I am reading on implicit representations of surfaces and cant quite come around the following example. Take $F : \mathbb{R^3} \rightarrow \mathbb{R}$, where $F(x,y,z)=x^2+y^2+z^2$. Now we want to verify under what conditions the equation:

$$ F(x,y,z)=c $$

define a $C^1$ surface. Now:

$$ dF = \begin{pmatrix}2x&2y&2z\end{pmatrix} $$

Rank$(dF)=2$ if $(x,y,z)\neq0$. The author follows up concluding that the 2-dimensional surface is well defined if $c>0$. I have a gap somewhere and can't follow the argument. Any hints os references?

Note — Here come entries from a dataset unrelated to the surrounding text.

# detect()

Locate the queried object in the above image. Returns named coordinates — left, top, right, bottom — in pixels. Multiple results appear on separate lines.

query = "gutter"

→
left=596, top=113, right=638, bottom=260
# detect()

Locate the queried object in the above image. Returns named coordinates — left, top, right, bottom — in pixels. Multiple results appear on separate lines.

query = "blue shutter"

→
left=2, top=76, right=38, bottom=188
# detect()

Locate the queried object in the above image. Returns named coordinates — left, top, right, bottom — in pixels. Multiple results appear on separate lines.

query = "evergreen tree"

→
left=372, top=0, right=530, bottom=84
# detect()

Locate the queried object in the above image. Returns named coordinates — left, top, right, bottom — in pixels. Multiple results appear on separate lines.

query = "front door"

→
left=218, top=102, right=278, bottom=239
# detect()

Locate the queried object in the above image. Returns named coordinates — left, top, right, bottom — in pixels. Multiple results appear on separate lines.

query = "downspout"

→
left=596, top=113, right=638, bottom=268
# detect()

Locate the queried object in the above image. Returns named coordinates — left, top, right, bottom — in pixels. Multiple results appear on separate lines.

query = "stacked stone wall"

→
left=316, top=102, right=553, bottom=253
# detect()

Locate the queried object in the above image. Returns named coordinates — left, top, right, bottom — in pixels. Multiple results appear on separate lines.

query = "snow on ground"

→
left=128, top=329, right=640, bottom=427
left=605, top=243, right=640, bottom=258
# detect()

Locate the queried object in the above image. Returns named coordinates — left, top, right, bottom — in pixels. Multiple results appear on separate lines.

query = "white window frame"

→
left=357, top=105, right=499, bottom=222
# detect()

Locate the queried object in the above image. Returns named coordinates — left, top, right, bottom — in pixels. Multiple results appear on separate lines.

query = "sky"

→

Thanks.

  • an $1\times 3$ matrix can't have rank two – janmarqz Feb 2 '14 at 6:51

What it is happening is that $F^{-1}(c)$ is the set in ${\Bbb{R}}^3$ of triples $(x,y,z)$ such that $x^2+y^2+z^2=c$, meaning that they are at a sphere of radius $\sqrt{c}$, in case of $c>0$.

For $c=0$ there is only triple in $F^{-1}(0)$ which is $(0,0,0)$.

And for $c<0$ we have $F^{-1}(c)=\varnothing$, because $x^2+y^2+z^2\ge0$

Have a look here http://en.wikipedia.org/wiki/Preimage_theorem or e.g. in the book by Guillemin and Pollack Differential Topology.

Basically in your case the preimage theorem says that if $F:R^3\rightarrow R$ is a smooth function and if $c\in R$ is a point such that for all $x$ in the preimage $f^{-1}(c)$ the Jacobian $DF_x$ has maximal rank (such a point is called a regular value), then the locus $\{(x_1,x_2,x_3)\in R^3:F(x_1,x_2,x_3)=c$ is a manifold of dimension $\mathrm{dim}(R^3)-\mathrm{dim}(R)=2$.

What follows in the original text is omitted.